Resource Persons 2012

The following experts participate as Resource Persons for the DwP Course 2012:

Carlos Castresana Fernández, Public Prosecutor of the Supreme Court of Spain

Carlos Castresana Fernández is since 1989 member of the Career of Public Prosecutors in Spain, serving in the Supreme Court in Madrid. Previously he worked as a Lawyer, Investigating Judge, Court Magistrate and Special Prosecutor Against Organized Crime and Corruption. He filed in 1996 the lawsuits against the Argentinean and Chilean military Juntas initiating the Pinochet Case. Associated and Guest Professor of Criminal Law in the Universities Carlos III (Madrid) and San Francisco (California). Among other awards, he has received the National Human Rights Prize in Spain, the degree of Doctor Honoris Causa from the Universities of Guadalajara (México) and Central (Chile), the Great Cross of the Quetzal from Guatemala, the Star of the Solidarity from Italy and the Legion of Honor from France. Between 2007 and 2010 he was the Commissioner Against Impunity in Guatemala (CICIG) with the category of Assistant Secretary General of the United Nations.

Pilar Riaño-Alcalá, Associate Professor, University of British Columbia and Researcher, Colombian Commission of Historical Memory

Dr. Pilar Riaño-Alcalá  (PhD in Anthropology) is an associate professor at the School of Social Work and faculty fellow in residence at the Liu Institute for Global Issues, University of British Columbia, Canada. She is also a researcher with the Colombian Commission of Historical Memory working for the last four years in documenting emblematic cases of war related violence (gender violence, forced displacement, massacres, land grabbing). Pilar has led the development of a methodological strategy and resource material for the documentation of historical memory in zones of armed conflict and from a victim-centred perspective. She has trained memory workers, researchers and academics on these methodologies in Colombia, Uganda and Canada. Pilar’s scholarly work is primarily concerned with three broad themes: the lived experience of violence and displacement, the politics of memory and witnessing, and the ethnography of social repair.

Serge Rumin, Security Sector Development Programme Director, Dutch Embassy Office in Burundi

Dr. Serge Rumin, a French national, is specialized in change management in complex environment. He has worked extensively in post-conflict contexts focusing on institutional reform within the security and judiciary sectors for the last 18 years. He undertook consultancies and research with various bilateral and multilateral agencies and NGOs in various post-conflict areas including the Balkans, Middle East, North, East and Central Africa, Afghanistan, East-Timor and Haiti. Mr. Rumin, who earns a PhD in sociology and a Master in International Law, teaches at the University of Law and Political Science in Aix-en-Provence and the Management School of Marseille on change management and post-conflict reconstruction.

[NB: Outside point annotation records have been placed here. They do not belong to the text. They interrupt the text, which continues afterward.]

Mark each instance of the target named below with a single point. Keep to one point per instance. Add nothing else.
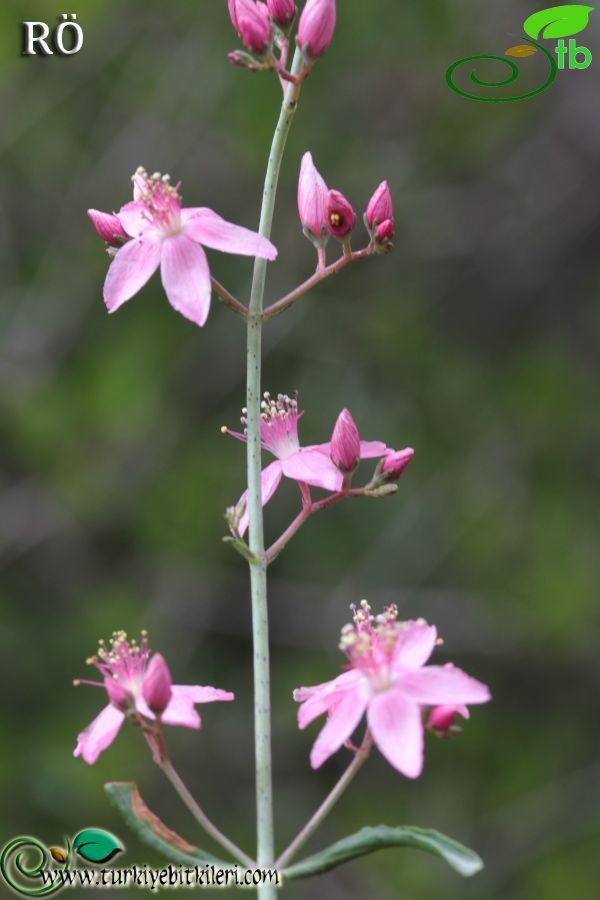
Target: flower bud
(385, 232)
(379, 208)
(109, 227)
(345, 443)
(316, 27)
(442, 718)
(339, 215)
(156, 687)
(251, 21)
(312, 199)
(283, 12)
(393, 466)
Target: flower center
(369, 643)
(123, 661)
(162, 200)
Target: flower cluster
(319, 465)
(388, 680)
(260, 25)
(138, 686)
(153, 231)
(325, 212)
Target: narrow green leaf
(152, 832)
(96, 845)
(558, 21)
(367, 840)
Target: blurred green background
(476, 342)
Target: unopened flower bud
(393, 466)
(283, 12)
(442, 718)
(312, 199)
(384, 233)
(251, 21)
(156, 687)
(118, 695)
(380, 207)
(345, 443)
(339, 215)
(316, 27)
(109, 227)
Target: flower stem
(258, 567)
(280, 305)
(201, 817)
(360, 757)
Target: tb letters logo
(557, 22)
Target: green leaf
(96, 845)
(460, 858)
(558, 21)
(152, 832)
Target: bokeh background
(476, 342)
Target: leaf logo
(95, 845)
(558, 21)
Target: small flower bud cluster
(263, 25)
(325, 212)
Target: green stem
(360, 757)
(258, 567)
(201, 817)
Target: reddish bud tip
(385, 232)
(312, 199)
(345, 443)
(316, 27)
(156, 687)
(109, 227)
(380, 207)
(251, 21)
(442, 718)
(283, 12)
(394, 465)
(339, 215)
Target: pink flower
(380, 207)
(345, 443)
(339, 215)
(283, 12)
(129, 675)
(251, 21)
(389, 681)
(163, 234)
(312, 198)
(311, 465)
(109, 227)
(316, 27)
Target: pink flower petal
(134, 217)
(209, 229)
(323, 697)
(132, 266)
(269, 480)
(397, 730)
(372, 449)
(414, 645)
(314, 467)
(99, 734)
(344, 718)
(186, 277)
(443, 685)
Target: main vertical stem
(258, 568)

Yasmin Sooka, Executive Director Foundation for Human Rights

Ms Yasmin Louise Sooka practised as a human rights lawyer until 1995 and has been Executive Director of the Foundation for Human Rights in South Africa since January 2001. Prior to joining the Foundation, Ms Sooka was a member of the Truth and Reconciliation Commission in South Africa, serving first for three years as Deputy Chair to the Human Rights Violations Committee and then as the chair of the committee. During 2002 and 2004 she was appointed by the UN as an international commissioner for the Truth and Reconciliation Commission of Sierra Leone. She has consulted and assisted the governments of Ghana, Nepal, Afghanistan, Burundi, and Liberia in setting up truth commissions. She also serve’s on The Board of Trustee’s for Black Sash Trust, International Coalition of Historic Site Museums of Conscience,  Executive member for Niwano Peace Foundation as well as Advisory member for Leuven Centre for Global Governance Studies and Institute for International Law.